嬉しいよりも、困惑が勝りました……。なるほど、年上の男が好きだったのか……? と思い、ある程度納得出来ました。
ならば今のこの姿では、あの方の目にはとまらないのも当然です。ここはスパッと諦めましょう。
初夜の寝台の上で言われた言葉にも、今更動揺は致しません。あなたは年上の男が好き! よし!
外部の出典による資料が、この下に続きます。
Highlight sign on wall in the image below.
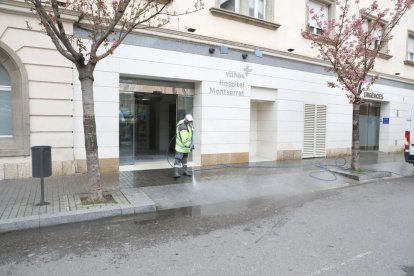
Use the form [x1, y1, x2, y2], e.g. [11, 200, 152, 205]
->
[209, 66, 252, 97]
[363, 91, 383, 100]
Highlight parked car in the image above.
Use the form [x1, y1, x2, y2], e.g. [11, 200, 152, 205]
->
[405, 105, 414, 165]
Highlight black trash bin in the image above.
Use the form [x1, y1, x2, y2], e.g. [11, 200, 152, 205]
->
[31, 146, 52, 178]
[31, 146, 52, 206]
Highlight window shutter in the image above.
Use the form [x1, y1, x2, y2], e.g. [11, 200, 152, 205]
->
[303, 104, 316, 158]
[303, 104, 327, 158]
[314, 105, 327, 157]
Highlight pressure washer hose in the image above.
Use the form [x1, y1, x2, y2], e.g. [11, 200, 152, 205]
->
[166, 134, 411, 180]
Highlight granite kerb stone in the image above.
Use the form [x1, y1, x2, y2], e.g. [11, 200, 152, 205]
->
[0, 215, 40, 233]
[120, 188, 156, 214]
[329, 167, 392, 181]
[39, 206, 123, 227]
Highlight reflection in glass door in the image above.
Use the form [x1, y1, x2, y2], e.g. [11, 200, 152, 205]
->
[359, 102, 381, 151]
[119, 92, 135, 165]
[119, 78, 195, 167]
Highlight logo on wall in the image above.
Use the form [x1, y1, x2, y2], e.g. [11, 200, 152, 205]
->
[209, 67, 253, 97]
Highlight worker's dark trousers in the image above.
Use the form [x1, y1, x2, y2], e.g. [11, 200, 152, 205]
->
[174, 152, 188, 167]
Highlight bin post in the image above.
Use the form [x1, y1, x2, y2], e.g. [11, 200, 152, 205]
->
[37, 147, 49, 206]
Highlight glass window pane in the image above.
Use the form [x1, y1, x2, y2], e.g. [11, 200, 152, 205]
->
[308, 1, 328, 27]
[258, 0, 264, 19]
[249, 0, 255, 17]
[407, 36, 414, 53]
[0, 89, 12, 136]
[220, 0, 238, 12]
[0, 65, 10, 86]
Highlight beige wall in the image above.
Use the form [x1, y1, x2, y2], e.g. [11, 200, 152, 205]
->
[165, 0, 414, 80]
[1, 0, 414, 179]
[0, 10, 76, 179]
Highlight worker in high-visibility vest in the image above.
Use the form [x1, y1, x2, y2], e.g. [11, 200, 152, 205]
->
[174, 114, 194, 178]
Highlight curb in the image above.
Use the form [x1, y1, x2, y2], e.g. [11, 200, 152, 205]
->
[329, 168, 392, 181]
[0, 190, 156, 233]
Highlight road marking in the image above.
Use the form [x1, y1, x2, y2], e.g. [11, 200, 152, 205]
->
[307, 251, 373, 276]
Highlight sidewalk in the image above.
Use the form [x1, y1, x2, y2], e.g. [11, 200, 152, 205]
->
[0, 152, 412, 232]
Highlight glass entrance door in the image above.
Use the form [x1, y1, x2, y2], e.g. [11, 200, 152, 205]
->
[119, 78, 195, 167]
[359, 102, 381, 151]
[119, 92, 135, 165]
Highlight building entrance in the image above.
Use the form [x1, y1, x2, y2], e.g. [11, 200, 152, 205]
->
[359, 101, 381, 151]
[119, 78, 194, 166]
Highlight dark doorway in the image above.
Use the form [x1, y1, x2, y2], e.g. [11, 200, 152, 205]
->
[134, 92, 177, 161]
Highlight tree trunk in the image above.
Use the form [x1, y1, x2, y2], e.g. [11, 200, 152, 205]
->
[78, 67, 103, 201]
[351, 102, 360, 170]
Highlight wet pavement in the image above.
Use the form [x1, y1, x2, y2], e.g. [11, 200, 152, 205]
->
[121, 152, 413, 211]
[0, 152, 412, 232]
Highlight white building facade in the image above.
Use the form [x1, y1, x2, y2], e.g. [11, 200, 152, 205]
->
[1, 0, 414, 179]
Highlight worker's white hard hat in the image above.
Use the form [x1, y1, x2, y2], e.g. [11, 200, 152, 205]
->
[185, 114, 193, 122]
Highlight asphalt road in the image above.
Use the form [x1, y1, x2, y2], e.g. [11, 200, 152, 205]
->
[0, 177, 413, 276]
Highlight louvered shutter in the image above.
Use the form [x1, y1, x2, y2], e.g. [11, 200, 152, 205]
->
[303, 104, 316, 158]
[303, 104, 327, 158]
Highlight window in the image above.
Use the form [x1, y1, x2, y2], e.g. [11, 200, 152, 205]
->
[216, 0, 270, 20]
[220, 0, 240, 13]
[0, 43, 29, 157]
[249, 0, 265, 20]
[362, 19, 386, 51]
[308, 0, 330, 35]
[408, 34, 414, 62]
[211, 0, 278, 29]
[0, 65, 12, 136]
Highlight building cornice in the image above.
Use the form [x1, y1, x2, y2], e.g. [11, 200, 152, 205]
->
[0, 0, 80, 21]
[125, 26, 414, 86]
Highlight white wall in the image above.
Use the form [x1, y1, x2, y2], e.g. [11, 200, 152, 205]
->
[249, 102, 258, 158]
[256, 101, 278, 160]
[100, 44, 414, 161]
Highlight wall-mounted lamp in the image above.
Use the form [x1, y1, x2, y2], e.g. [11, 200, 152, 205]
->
[254, 48, 263, 58]
[242, 53, 248, 59]
[187, 27, 196, 32]
[220, 45, 229, 54]
[209, 47, 215, 54]
[287, 48, 295, 52]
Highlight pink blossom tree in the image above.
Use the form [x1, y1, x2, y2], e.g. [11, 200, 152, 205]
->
[25, 0, 204, 200]
[303, 0, 412, 170]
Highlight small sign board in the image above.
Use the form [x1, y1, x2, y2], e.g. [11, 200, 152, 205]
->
[383, 118, 390, 124]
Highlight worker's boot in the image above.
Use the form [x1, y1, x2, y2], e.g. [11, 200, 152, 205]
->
[173, 167, 181, 178]
[183, 165, 192, 176]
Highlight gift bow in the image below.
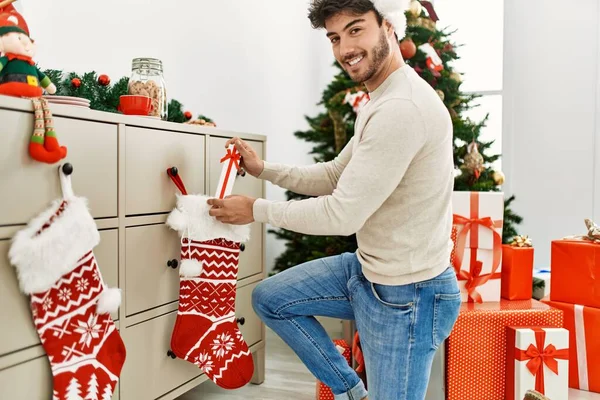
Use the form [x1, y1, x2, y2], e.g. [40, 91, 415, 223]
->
[218, 147, 241, 199]
[510, 235, 532, 247]
[452, 209, 502, 303]
[516, 328, 569, 394]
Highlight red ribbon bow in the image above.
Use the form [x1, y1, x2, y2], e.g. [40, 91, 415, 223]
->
[516, 328, 569, 394]
[452, 192, 503, 303]
[218, 147, 241, 199]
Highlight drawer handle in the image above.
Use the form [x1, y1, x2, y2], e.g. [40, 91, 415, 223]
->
[237, 317, 246, 325]
[62, 162, 74, 176]
[167, 259, 179, 269]
[240, 243, 246, 252]
[167, 350, 177, 359]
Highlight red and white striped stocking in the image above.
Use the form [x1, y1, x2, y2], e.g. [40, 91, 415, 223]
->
[9, 165, 125, 400]
[165, 169, 254, 389]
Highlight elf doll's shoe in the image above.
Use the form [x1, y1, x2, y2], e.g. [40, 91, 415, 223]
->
[524, 390, 551, 400]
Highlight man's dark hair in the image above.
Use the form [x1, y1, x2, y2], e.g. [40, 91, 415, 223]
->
[308, 0, 384, 30]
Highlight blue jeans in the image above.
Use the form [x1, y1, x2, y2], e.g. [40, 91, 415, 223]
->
[252, 252, 461, 400]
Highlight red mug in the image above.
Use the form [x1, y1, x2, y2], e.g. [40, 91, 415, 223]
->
[118, 95, 153, 116]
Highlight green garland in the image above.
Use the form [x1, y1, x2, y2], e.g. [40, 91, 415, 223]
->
[42, 69, 214, 124]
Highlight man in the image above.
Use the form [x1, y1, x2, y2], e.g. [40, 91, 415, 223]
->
[208, 0, 461, 398]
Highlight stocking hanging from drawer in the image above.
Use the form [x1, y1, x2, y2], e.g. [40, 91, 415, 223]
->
[8, 164, 125, 400]
[165, 157, 255, 390]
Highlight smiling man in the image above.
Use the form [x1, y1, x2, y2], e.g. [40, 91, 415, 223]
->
[207, 1, 460, 399]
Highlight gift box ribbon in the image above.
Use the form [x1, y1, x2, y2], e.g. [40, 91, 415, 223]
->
[575, 305, 589, 390]
[515, 327, 569, 394]
[218, 147, 241, 199]
[452, 192, 503, 302]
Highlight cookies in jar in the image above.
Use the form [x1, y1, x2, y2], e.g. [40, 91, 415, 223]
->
[128, 58, 168, 119]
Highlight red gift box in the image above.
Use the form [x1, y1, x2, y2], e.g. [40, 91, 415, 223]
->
[501, 244, 534, 300]
[452, 191, 504, 303]
[505, 327, 569, 400]
[447, 300, 563, 400]
[542, 299, 600, 393]
[316, 339, 351, 400]
[551, 239, 600, 308]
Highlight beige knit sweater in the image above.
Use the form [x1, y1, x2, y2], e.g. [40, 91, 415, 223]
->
[253, 65, 455, 285]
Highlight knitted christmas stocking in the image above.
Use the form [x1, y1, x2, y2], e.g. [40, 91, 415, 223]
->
[165, 170, 254, 389]
[9, 166, 125, 400]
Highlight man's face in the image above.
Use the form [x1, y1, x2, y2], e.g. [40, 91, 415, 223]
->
[325, 10, 391, 84]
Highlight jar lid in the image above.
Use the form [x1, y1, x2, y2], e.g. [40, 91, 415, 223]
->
[132, 57, 163, 72]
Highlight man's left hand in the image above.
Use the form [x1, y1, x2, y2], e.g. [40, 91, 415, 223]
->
[207, 195, 256, 225]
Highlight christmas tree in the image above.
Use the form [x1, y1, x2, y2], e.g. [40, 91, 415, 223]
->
[269, 1, 522, 274]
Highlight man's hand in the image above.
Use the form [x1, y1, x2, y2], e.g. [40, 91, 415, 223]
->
[207, 195, 256, 225]
[225, 137, 264, 177]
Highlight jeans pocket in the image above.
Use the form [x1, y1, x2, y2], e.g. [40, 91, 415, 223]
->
[432, 292, 461, 349]
[370, 282, 414, 310]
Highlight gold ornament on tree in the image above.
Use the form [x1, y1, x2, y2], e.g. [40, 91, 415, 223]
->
[450, 71, 462, 83]
[492, 170, 505, 186]
[461, 140, 485, 179]
[436, 89, 445, 101]
[408, 0, 422, 18]
[510, 235, 532, 248]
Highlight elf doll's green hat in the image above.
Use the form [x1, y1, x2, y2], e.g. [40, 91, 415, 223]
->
[0, 11, 30, 37]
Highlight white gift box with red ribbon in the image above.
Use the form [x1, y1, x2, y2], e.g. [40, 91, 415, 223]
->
[506, 327, 569, 400]
[215, 144, 241, 199]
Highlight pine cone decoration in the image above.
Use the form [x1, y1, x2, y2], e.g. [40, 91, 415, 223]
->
[461, 141, 485, 178]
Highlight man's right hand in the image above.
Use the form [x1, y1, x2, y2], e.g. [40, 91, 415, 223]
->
[225, 137, 265, 178]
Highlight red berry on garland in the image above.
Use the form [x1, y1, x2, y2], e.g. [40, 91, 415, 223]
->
[71, 78, 81, 88]
[98, 74, 110, 86]
[184, 111, 192, 120]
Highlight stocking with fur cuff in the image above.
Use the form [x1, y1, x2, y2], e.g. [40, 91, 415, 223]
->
[8, 165, 125, 400]
[165, 168, 254, 390]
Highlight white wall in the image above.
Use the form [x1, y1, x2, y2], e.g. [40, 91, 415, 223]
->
[20, 0, 337, 273]
[502, 0, 600, 269]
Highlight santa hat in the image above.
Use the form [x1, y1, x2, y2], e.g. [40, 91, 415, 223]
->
[371, 0, 411, 39]
[0, 10, 29, 37]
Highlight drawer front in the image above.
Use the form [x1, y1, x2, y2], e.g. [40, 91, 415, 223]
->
[125, 127, 206, 216]
[0, 354, 121, 400]
[0, 109, 117, 225]
[120, 311, 201, 399]
[236, 281, 262, 347]
[0, 355, 52, 399]
[208, 137, 264, 279]
[0, 229, 119, 356]
[125, 224, 181, 316]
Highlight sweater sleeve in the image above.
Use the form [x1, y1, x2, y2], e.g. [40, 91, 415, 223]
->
[257, 137, 354, 196]
[253, 99, 426, 236]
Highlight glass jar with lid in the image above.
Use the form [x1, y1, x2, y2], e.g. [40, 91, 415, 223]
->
[128, 57, 168, 120]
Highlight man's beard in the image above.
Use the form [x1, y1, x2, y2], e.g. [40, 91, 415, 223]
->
[347, 30, 390, 83]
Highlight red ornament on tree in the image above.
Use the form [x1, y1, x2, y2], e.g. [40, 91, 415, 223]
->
[400, 38, 417, 59]
[184, 111, 192, 120]
[71, 78, 81, 88]
[98, 74, 110, 86]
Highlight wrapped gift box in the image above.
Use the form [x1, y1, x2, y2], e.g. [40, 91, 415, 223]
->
[215, 144, 241, 199]
[452, 191, 504, 302]
[316, 339, 351, 400]
[532, 269, 551, 301]
[501, 243, 534, 300]
[506, 327, 569, 400]
[542, 299, 600, 393]
[551, 239, 600, 308]
[447, 300, 563, 400]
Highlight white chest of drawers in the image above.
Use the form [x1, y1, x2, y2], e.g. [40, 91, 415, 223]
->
[0, 95, 267, 399]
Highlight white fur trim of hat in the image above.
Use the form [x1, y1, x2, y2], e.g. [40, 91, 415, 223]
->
[371, 0, 412, 39]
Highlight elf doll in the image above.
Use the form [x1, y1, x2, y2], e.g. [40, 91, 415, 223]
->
[0, 9, 67, 164]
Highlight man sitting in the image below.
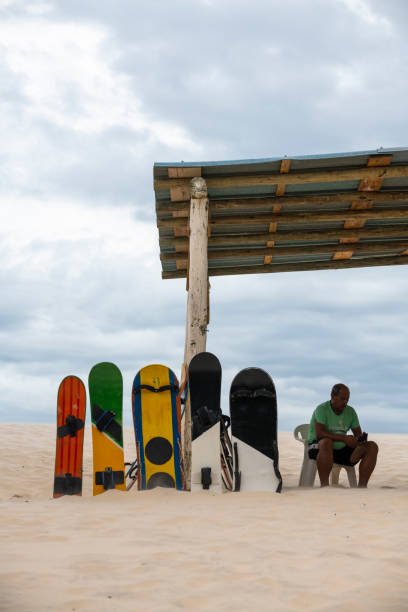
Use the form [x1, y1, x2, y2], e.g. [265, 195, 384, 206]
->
[308, 383, 378, 487]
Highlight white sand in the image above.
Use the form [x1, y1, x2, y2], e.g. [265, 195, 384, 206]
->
[1, 425, 407, 611]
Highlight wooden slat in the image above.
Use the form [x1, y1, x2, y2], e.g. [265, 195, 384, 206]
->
[332, 250, 353, 260]
[351, 201, 373, 210]
[344, 219, 366, 229]
[173, 226, 189, 237]
[367, 155, 392, 167]
[264, 255, 273, 264]
[162, 255, 408, 279]
[158, 206, 408, 230]
[280, 159, 291, 173]
[275, 184, 286, 196]
[340, 236, 359, 244]
[161, 227, 408, 249]
[156, 191, 408, 215]
[168, 167, 202, 178]
[161, 241, 408, 262]
[155, 165, 408, 193]
[172, 209, 189, 218]
[170, 186, 191, 202]
[358, 178, 383, 191]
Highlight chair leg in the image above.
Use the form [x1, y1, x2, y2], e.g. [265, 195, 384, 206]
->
[331, 464, 357, 487]
[331, 464, 341, 485]
[346, 466, 358, 488]
[299, 450, 317, 487]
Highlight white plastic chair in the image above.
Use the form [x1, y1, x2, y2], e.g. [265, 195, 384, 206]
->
[294, 424, 357, 487]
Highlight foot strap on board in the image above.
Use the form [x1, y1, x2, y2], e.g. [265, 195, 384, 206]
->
[54, 473, 82, 495]
[231, 387, 275, 401]
[92, 405, 122, 445]
[95, 467, 125, 490]
[133, 383, 179, 394]
[57, 415, 84, 438]
[192, 405, 220, 439]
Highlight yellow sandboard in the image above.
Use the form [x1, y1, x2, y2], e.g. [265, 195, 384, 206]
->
[132, 364, 183, 490]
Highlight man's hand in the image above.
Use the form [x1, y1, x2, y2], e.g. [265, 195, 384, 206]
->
[344, 435, 359, 448]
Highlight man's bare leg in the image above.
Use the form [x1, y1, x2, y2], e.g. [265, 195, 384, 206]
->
[351, 441, 378, 487]
[316, 438, 333, 487]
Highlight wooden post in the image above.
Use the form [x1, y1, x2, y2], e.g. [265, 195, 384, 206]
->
[182, 176, 209, 490]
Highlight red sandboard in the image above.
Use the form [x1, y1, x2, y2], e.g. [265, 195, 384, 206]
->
[53, 376, 86, 497]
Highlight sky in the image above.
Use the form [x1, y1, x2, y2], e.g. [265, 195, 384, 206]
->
[0, 0, 407, 433]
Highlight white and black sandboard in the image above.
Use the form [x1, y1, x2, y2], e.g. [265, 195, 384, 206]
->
[230, 367, 282, 492]
[189, 352, 226, 492]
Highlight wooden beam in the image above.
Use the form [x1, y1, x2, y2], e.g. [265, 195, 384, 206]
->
[155, 164, 408, 194]
[160, 227, 408, 252]
[168, 167, 201, 178]
[170, 186, 190, 202]
[280, 159, 291, 173]
[367, 155, 392, 167]
[156, 191, 408, 216]
[344, 219, 366, 229]
[351, 200, 373, 210]
[358, 178, 383, 191]
[157, 206, 408, 231]
[182, 176, 209, 491]
[332, 250, 354, 260]
[162, 255, 408, 279]
[161, 241, 408, 262]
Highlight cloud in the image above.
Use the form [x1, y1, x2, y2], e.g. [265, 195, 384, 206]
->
[0, 18, 197, 148]
[0, 0, 407, 432]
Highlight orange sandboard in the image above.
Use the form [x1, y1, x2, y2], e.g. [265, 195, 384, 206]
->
[53, 376, 86, 497]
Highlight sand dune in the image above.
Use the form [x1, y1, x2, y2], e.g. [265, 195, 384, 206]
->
[1, 425, 407, 611]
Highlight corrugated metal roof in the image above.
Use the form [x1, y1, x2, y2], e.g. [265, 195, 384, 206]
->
[153, 147, 408, 279]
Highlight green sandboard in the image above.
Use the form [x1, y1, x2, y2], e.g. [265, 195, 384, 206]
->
[88, 362, 126, 495]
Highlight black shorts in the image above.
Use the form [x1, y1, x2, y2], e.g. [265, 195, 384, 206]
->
[308, 443, 357, 466]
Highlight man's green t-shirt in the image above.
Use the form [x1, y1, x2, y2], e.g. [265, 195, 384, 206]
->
[308, 400, 360, 449]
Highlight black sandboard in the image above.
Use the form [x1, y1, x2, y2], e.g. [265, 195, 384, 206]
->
[189, 352, 222, 440]
[230, 367, 282, 491]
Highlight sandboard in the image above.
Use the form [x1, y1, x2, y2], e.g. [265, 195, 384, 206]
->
[230, 368, 282, 492]
[89, 362, 126, 495]
[189, 352, 232, 492]
[53, 376, 86, 497]
[132, 364, 183, 490]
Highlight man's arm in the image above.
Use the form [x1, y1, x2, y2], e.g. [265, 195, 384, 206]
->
[315, 422, 359, 448]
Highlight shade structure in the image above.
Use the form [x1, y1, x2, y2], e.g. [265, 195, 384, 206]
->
[154, 147, 408, 279]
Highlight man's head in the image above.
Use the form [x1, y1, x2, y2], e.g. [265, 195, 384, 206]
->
[330, 383, 350, 413]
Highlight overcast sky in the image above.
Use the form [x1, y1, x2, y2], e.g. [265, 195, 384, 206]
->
[1, 0, 407, 433]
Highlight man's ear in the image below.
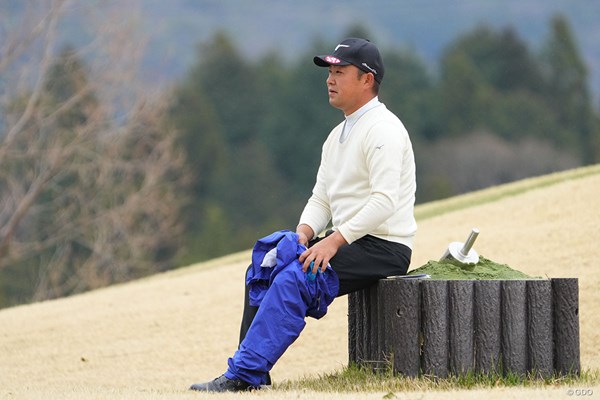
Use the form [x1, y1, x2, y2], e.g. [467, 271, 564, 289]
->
[363, 72, 376, 89]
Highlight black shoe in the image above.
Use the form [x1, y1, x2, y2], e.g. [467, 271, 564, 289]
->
[258, 372, 272, 390]
[189, 374, 254, 392]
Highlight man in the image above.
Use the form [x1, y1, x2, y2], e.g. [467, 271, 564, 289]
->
[190, 37, 417, 392]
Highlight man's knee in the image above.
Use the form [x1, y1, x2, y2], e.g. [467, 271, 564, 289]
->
[269, 265, 312, 305]
[272, 264, 305, 288]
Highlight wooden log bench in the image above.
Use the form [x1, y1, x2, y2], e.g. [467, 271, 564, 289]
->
[348, 278, 580, 378]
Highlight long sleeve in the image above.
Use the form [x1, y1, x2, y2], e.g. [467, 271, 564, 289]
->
[297, 123, 342, 238]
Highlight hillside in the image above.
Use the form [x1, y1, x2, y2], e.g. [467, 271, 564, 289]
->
[1, 165, 599, 399]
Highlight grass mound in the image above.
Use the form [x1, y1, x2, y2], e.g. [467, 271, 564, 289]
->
[408, 256, 535, 280]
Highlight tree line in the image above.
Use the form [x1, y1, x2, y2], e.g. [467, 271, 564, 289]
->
[0, 3, 598, 308]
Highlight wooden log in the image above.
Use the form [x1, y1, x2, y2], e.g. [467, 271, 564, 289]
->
[552, 278, 580, 375]
[380, 278, 421, 377]
[376, 283, 386, 367]
[367, 283, 382, 368]
[359, 287, 369, 364]
[349, 288, 367, 365]
[421, 280, 449, 378]
[348, 290, 358, 365]
[348, 284, 380, 368]
[448, 280, 474, 375]
[474, 280, 502, 374]
[501, 280, 528, 377]
[526, 280, 553, 378]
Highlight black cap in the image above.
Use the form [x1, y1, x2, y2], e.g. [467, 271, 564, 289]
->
[314, 38, 385, 84]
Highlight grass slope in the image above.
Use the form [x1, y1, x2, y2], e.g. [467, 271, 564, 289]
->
[1, 165, 600, 399]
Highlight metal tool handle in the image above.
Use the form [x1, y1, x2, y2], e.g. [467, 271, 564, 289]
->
[459, 228, 479, 257]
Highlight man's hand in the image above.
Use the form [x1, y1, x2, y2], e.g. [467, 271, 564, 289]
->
[299, 230, 347, 274]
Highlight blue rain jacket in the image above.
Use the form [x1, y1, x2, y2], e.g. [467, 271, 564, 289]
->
[246, 230, 339, 319]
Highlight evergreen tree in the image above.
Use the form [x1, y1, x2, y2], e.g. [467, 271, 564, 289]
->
[169, 33, 303, 261]
[379, 47, 437, 140]
[446, 26, 544, 93]
[540, 14, 599, 163]
[439, 49, 493, 136]
[255, 39, 338, 195]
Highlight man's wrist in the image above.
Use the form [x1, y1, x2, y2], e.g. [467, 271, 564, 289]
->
[296, 224, 314, 238]
[327, 230, 348, 248]
[296, 224, 314, 245]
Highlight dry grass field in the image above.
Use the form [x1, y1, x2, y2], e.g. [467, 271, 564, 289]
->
[1, 165, 600, 399]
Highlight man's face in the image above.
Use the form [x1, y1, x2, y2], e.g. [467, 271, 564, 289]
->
[326, 65, 369, 115]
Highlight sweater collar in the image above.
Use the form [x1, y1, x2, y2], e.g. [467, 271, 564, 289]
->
[345, 96, 381, 123]
[340, 96, 381, 143]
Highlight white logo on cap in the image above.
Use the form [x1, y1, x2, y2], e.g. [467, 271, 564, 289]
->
[335, 44, 350, 51]
[362, 62, 378, 75]
[325, 56, 341, 64]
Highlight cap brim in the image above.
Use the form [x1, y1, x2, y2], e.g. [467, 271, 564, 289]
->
[313, 55, 351, 67]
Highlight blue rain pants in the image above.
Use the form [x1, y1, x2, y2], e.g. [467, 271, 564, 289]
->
[224, 230, 339, 386]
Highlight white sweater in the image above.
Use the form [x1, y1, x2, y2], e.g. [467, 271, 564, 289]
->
[299, 102, 417, 248]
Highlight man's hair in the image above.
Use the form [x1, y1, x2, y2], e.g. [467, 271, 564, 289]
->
[357, 69, 380, 95]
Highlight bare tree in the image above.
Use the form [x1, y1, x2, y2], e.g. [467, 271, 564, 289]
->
[0, 1, 190, 303]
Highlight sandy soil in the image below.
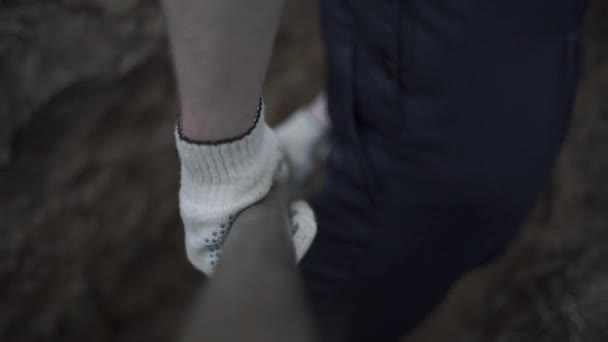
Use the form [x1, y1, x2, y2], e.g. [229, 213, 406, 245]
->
[1, 0, 608, 341]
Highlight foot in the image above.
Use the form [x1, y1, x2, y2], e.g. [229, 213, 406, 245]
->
[276, 93, 331, 188]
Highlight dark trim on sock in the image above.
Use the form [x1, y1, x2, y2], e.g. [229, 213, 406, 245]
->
[176, 98, 263, 146]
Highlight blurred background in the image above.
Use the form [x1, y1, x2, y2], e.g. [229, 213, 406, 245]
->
[1, 1, 607, 341]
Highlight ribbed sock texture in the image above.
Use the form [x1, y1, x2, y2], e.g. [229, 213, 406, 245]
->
[176, 104, 316, 275]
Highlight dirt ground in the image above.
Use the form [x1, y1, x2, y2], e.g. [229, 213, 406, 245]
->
[1, 1, 608, 341]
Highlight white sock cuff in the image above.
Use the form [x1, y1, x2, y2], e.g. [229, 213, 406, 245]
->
[176, 106, 282, 210]
[175, 101, 317, 275]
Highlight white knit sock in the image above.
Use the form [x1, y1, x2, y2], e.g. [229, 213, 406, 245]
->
[176, 103, 317, 275]
[276, 94, 330, 187]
ならばわたくしはあなたの次に大好きな勉学に打ち込みましょう! 公務以外は好きにして良いと言われて了承した婚約でもありましたし!
……そして、ひっそりと、あなたを思い続けましょう。
実はね、少しだけ浮かれていたのですよ。わたくしと会えば、あなたはわたくしと気付いてくださるかもしれないと。けれどまるきり他人を見る冷たい目で見つめられて、わたくしはすっかり萎縮してしまった。名乗り上げてそれでもその目が変わらなかったらと思うとそれだけで恐ろしくて、それならば、密やかに思うだけの方が良いと、諦めてしまったのでした。
そう割り切ってお付き合いすれば、王子はあの頃と何も変わらぬ、心優しい青年でした。
どうやらこちらを嫌っているわけでもなさそうなので、これ幸いとあれこれ学術談義に花を咲かせ、蔵書を増やすのも協力して貰いました。よいパトロンを手に入れました。
どうやら彼もかつて私がお教えした学問を好んでいてくれたようで、専門的な内容にまで踏み込んだ大変有意義な会話を交わせます。次第に良き友のような間柄になって行きました。
「なにか気になる本がありましたら、どうぞお持ちくださいな。読み終わりましたら、感想戦を致しましょう!」
「うん、そうだね」
そんなある日、彼がわたくしの書棚から1冊の本を持ち出されました。その本を見て、思わず一瞬「うっ」となったのは内緒です。その本は、古書店の主から少々強引に譲り受けたものでした。かつてのわたくしの書いた本で、王子殿下にお送りしたものだったのです。王子はご存じなかったでしょうが、わたくしは本など記せる身分ではありませんでしたが、どうしても最後に王子殿下に私の著書をお贈りしたくて、戦地に旅立つ前に必死の思いで書き上げたものだったのです。
古書店でそれを見かけたときにはよもやと思いました。きっと彼はそれを大切に持っていてくれていると信じていたからです。だってずっとわたくしのことを思い続けてくれている――と言っていたのですから。
それなのにどうしてと、わたくしはその本を店主から半ば無理矢理に買い上げて、自身の蔵書へと加えたのでした。
それを、よりによって王子殿下が借りて行く。なんの冗談でしょうか……。しかし断ることなど出来ません。
仕方がないのでそのままお貸ししました。
◇◇◇
さて、その夜のこと。
王子は妻の部屋を訪れた。
手にしていたものは、借り受けた蔵書と、彼女が王子へとしたためた幾通もの手紙だった。
彼と彼女の間でどのような話がなされたのか、それは夫婦二人だけの秘密である。
その夜以降、二人の仲睦まじい様子はそれまでよりいっそう深まったようであったし、一年後、新たな命が誕生することになるのだが――それはまた、別の物語。